Art. 3º Constituem objetivos fundamentais da República Federativa do Brasil:

I - construir uma sociedade livre, justa e solidária;

II - garantir o desenvolvimento nacional;

III - erradicar a pobreza e a marginalização e reduzir as desigualdades sociais e regionais;

IV - promover o bem de todos, sem preconceitos de origem, raça, sexo, cor, idade e quaisquer outras formas de discriminação. (BRASIL, 1988)

 

Os princípios constitucionais fundamentais da Constituição de 1988, como os mencionados no art. 3º, têm a função, entre outras, de definir o regimento constitucional vigente e, também, afirmar a identidade da Constituição para os seus cidadãos e a comunidade internacional (BERCOVICI, 2005, p. 36). Já o seu Título VII – Da Ordem Econômica e Financeira –, enuncia os princípios fundamentais da atividade econômica que, como alerta Grau (2015, p. 173), em conjunto com o plexo de normas constitucionais que a completam, fundamentalmente, os seus arts. 1º, 3º, 7º a 11, 201, 202, 218 e 219, bem como o 5º, LXXI, 24, I, 37, XIX e XX, 103, § 2º, 149 e 225, inaugura o que se pode chamar de constituição econômica programática ou diretiva, a qual “encerra o conjunto das normas que visam reagir sobre a ordem económica de modo a provocar aí certos efeitos, modificando-a e alterando-a em certo sentido preestabelecido” (MONCADA, 2000, p. 95).

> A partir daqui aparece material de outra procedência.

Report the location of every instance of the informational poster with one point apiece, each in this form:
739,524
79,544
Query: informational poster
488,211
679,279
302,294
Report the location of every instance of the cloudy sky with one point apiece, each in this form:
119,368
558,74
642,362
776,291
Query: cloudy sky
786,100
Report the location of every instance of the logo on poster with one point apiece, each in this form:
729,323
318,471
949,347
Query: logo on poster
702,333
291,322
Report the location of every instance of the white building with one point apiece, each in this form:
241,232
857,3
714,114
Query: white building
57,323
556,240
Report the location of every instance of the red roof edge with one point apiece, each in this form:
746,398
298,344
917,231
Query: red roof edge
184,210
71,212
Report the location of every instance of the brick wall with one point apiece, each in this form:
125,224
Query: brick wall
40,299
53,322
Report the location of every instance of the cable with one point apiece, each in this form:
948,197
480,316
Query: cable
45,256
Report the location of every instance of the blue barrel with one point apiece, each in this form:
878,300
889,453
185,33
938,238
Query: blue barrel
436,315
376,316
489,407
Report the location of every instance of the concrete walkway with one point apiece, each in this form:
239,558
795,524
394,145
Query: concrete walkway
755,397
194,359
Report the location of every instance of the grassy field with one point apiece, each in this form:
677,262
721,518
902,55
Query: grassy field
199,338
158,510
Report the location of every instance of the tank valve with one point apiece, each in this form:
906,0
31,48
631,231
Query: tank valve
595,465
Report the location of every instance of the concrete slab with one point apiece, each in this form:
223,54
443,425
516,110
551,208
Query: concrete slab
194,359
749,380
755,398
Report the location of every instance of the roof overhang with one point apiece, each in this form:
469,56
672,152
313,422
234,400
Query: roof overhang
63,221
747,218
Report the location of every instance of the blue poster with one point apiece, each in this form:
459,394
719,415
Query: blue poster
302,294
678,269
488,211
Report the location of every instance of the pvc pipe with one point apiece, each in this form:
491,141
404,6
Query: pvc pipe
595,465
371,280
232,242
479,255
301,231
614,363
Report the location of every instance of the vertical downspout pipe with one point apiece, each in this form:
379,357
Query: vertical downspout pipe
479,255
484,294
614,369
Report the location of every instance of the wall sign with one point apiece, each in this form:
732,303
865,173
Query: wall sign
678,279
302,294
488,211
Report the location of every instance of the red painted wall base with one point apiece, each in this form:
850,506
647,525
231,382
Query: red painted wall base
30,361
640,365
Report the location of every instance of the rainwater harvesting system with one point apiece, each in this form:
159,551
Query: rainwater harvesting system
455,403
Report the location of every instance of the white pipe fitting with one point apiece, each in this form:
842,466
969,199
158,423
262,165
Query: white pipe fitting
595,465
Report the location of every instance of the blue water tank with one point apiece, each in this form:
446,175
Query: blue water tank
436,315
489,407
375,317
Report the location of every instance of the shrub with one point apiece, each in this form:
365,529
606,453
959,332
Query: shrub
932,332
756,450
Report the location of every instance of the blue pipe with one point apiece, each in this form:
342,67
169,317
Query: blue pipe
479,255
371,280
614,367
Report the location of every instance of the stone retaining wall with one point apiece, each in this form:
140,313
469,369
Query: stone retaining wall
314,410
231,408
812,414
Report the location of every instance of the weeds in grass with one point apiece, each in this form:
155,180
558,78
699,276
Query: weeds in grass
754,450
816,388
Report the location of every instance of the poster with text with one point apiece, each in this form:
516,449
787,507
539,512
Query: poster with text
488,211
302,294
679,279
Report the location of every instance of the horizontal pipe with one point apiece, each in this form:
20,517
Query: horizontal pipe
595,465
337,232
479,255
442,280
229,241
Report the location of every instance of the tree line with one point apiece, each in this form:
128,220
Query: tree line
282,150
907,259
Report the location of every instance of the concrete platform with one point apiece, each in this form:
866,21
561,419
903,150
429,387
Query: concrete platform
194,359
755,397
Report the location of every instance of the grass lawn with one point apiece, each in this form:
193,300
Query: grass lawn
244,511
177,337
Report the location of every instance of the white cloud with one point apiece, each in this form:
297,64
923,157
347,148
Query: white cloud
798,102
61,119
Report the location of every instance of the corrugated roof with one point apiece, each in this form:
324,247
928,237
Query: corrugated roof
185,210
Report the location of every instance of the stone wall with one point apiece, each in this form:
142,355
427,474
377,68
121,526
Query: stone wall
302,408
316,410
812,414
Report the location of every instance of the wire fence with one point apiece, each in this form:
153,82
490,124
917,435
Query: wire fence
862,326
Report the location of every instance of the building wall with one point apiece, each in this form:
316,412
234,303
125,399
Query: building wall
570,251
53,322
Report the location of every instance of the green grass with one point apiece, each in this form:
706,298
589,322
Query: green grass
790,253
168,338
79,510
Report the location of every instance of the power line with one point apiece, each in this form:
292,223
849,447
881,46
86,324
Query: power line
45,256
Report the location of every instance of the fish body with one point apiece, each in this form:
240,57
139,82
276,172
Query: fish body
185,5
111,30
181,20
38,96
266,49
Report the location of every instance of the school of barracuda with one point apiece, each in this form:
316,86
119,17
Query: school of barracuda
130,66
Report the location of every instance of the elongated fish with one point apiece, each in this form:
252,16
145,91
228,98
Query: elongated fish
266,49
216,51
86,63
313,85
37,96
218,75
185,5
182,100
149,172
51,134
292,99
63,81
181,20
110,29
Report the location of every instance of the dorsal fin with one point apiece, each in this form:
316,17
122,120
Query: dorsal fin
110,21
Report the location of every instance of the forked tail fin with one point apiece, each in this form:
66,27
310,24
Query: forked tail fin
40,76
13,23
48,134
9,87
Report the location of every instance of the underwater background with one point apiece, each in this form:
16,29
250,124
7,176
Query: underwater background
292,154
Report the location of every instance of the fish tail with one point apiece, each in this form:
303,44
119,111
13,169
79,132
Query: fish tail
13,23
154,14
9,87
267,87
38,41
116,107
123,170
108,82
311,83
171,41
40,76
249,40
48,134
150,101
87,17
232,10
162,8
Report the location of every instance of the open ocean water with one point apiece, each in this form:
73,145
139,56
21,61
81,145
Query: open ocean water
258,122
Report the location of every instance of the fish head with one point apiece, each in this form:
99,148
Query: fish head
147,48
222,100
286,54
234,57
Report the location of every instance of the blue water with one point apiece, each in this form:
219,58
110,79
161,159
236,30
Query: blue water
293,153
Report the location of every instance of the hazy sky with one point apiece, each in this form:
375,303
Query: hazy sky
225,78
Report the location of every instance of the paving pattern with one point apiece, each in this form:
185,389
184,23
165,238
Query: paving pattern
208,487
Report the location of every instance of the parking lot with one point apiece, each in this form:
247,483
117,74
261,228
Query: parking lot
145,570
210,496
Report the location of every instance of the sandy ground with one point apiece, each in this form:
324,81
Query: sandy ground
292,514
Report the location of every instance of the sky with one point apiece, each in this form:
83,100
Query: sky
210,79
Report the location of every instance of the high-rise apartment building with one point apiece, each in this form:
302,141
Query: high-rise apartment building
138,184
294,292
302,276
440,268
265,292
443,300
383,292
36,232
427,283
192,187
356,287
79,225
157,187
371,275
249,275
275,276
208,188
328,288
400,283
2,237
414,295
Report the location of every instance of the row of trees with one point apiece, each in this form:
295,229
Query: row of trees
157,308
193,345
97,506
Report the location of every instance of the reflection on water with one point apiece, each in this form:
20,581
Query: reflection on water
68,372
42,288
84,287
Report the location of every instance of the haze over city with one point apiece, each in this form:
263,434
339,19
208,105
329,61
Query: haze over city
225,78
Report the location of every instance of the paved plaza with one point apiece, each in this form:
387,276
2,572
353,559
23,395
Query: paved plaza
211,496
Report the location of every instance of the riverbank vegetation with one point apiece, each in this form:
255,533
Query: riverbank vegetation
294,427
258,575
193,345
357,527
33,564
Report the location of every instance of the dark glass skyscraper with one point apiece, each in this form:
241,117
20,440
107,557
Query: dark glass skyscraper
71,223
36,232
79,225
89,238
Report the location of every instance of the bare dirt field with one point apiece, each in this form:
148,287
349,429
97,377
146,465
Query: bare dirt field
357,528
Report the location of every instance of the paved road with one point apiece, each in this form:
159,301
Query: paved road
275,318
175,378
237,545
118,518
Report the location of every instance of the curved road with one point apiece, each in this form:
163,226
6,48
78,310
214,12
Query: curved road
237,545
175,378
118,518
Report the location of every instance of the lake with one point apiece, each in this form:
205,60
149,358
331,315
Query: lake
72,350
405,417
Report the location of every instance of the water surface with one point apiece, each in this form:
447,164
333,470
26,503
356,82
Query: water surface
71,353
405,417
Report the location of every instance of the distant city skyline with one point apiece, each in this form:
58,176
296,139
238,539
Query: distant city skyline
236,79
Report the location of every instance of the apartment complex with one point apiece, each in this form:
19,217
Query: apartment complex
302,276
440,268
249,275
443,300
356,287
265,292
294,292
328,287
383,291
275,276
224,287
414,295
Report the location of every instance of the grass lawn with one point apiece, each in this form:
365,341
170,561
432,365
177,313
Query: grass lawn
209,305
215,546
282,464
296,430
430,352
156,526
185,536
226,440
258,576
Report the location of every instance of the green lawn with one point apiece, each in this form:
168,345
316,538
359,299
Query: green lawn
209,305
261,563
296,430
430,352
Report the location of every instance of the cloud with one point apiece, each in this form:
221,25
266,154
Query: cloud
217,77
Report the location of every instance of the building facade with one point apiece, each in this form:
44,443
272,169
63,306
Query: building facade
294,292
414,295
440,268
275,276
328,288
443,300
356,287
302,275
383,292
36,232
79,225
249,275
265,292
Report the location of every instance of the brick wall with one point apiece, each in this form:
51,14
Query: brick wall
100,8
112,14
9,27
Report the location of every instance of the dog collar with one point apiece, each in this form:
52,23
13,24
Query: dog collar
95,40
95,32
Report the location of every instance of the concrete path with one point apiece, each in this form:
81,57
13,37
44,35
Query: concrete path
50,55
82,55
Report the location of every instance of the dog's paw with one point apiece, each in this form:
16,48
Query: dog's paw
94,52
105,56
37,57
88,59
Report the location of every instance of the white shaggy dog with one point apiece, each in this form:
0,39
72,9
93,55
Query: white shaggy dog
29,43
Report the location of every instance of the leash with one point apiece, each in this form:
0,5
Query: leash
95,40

 1.1    Ordem econômica constitucional e seus contornos normativos

Dentre os sentidos possíveis para expressão “ordem econômica”, adota-se aquele utilizado por Grau (2015), quando, ao analisar os dizeres manifestados por Moreira (2002), explica-a como:

 

[...] o conjunto de normas que define, institucionalmente, um determinado modo de produção econômica. Assim, ordem econômica, parcela da ordem jurídica (mundo do dever-ser), não é senão o conjunto de normas que institucionaliza uma determinada ordem econômica (mundo do ser) (GRAU, 2015, p. 65-70).

 

A ordem econômica constitucional brasileira, no sentido mais amplo que esta afirmativa comporta, não se exaure no Título VII da Constituição de 1988, abarca preceitos outros que se encontram em diversas passagens da Carta. No próprio art. 170, o enunciado prescritivo declara ser fim da ordem econômica “assegurar a todos existência digna, conforme os ditames da justiça social” (BRASIL, 1988). Da mesma forma, não há como negar que o rol apresentado no citado art. 3º, da CRFB/88 como objetivos fundamentais da República Federativa do Brasil está inteiramente conectado com o desenvolvimento da atividade econômica no país.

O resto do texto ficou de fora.